The Papakura portage connected the Manukau Harbour at Papakura in the west to the Wairoa River in the east, likely along the path of the Old Wairoa Road.

===Pokorua portage===

The Pokorua linked the Tasman Sea to the Manukau Harbour via Lake Pokorua on the Āwhitu Peninsula and the Waiuku River. The portage was used because of the dangerous Manukau Harbour heads.

===Te Pai o Kaiwaka===

Te Pai o Kaiwaka, also known as the Awaroa or Waiuku portage, connected the Manukau Harbour to the Waikato River in the south, via the Awaroa Stream. During the Musket Wars in the early 19th century, Te Pai o Kaiwaka was used by Hongi Hika and Ngāpuhi taua in order to reach the Waikato Tainui tribes of the central Waikato area. The canal continued to be used in the early colonial era by Māori, in order to transport produce from the Waikato to be sold at Onehunga.

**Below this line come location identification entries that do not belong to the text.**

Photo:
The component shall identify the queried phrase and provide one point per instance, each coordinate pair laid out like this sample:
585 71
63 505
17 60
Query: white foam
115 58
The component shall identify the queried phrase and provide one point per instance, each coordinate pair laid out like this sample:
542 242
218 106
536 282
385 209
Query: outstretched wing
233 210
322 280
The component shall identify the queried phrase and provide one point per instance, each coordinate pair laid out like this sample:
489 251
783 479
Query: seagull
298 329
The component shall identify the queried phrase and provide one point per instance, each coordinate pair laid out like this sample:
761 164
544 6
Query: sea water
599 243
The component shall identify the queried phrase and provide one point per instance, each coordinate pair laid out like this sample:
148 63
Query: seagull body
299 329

On 30 September 1911, J E Taylor of the Auckland Harbour Board petitioned the New Zealand Government to create a canal at the site of Te Tō Waka (the Ōtāhuhu portage), with the Māngere Bridge acting as a canal lock. Taylor also proposed a second canal at Te Pai o Kaiwaka, to connect to the Waikato River. Taylor's petition was unsuccessful. The canal continued to be mooted as an idea, and in 1924 the Waiuku Canal League is formed as a body to promote the concept.

==Waikato==
In addition to Te Pai o Kaiwaka at Waiuku, a number of other portages existed, bridging the rivers of the Waikato region. The Mangawara portage connected the Waikato River to the Piako River, via the Mangawara Stream and an overland route at Tahuna. A portage also existed between the Whanganui River and the Waikato River, via Lake Rotoaira, Tongariro River and Lake Taupō.

==Bay of Plenty Region==

Te Ara-o-Hinehopu, also known as Hongi's Track, is a walking track and portage between Lake Rotoiti and Lake Rotoehu. The track was named for Hinehopu, and ancestress who used it to travel between her two homes. The name Hongi's Track recalls an incident during the Musket Wars, when Hongi Hika and a Ngāpuhi taua used the track as a waka portage to reach the Te Arawa settlement on Mokoia Island in Lake Rotorua.